O projeto “Impermanência” vem sendo desenvolvido desde 2016 e é um trabalho que acolhe diversas linguagens, dentre elas o texto, o tecido, o bordado, os objetos, o desenho e a pintura. Procuro desvendar a eterna impermanência de todas as coisas, do espaço e tempo ao objeto e corpo, passando, inclusive, pela impermanência de mim mesma. Eu investigo o assombro diante da vida e da morte. O que me interessa é a fragilidade e a inconstância da existência, o bater de asas mais que o voo pleno, o recomeço, o caminho mais que a chegada. Busco a pequena clareira escondida na escuridão na tentativa de jogar luz sobre a minha própria existência.

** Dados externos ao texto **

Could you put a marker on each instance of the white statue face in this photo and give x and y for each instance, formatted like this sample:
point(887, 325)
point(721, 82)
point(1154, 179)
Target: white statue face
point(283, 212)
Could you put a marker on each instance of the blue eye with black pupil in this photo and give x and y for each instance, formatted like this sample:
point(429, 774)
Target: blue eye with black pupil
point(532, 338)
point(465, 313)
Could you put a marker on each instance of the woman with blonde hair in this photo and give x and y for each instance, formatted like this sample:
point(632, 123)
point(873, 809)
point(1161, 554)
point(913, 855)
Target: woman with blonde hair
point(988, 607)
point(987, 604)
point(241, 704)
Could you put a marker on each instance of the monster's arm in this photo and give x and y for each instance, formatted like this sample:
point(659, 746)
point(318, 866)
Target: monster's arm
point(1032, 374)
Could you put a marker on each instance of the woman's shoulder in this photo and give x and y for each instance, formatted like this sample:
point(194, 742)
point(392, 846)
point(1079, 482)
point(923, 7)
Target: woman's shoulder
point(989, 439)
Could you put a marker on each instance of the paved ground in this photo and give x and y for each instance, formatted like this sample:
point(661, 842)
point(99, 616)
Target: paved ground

O trabalho teve início quando voltei a minha atenção para um objeto do meu passado: uma cadeira. A partir da presença dessa cadeira, comecei a pensar nas ausências que ela trazia e nos outros objetos aos quais essa ausência me conectava. Nesse momento decidi começar a pesquisa em torno de tudo que não é permanente, tendo como objeto inicial aquele que não estava na cadeira. Meu processo criativo parte dessas noções de tempo e espaço, corpos e objetos, a princípio, ligados à minha vida, mas que no decorrer da construção das imagens se mostram capazes de conectarem-se com o outro de forma íntima.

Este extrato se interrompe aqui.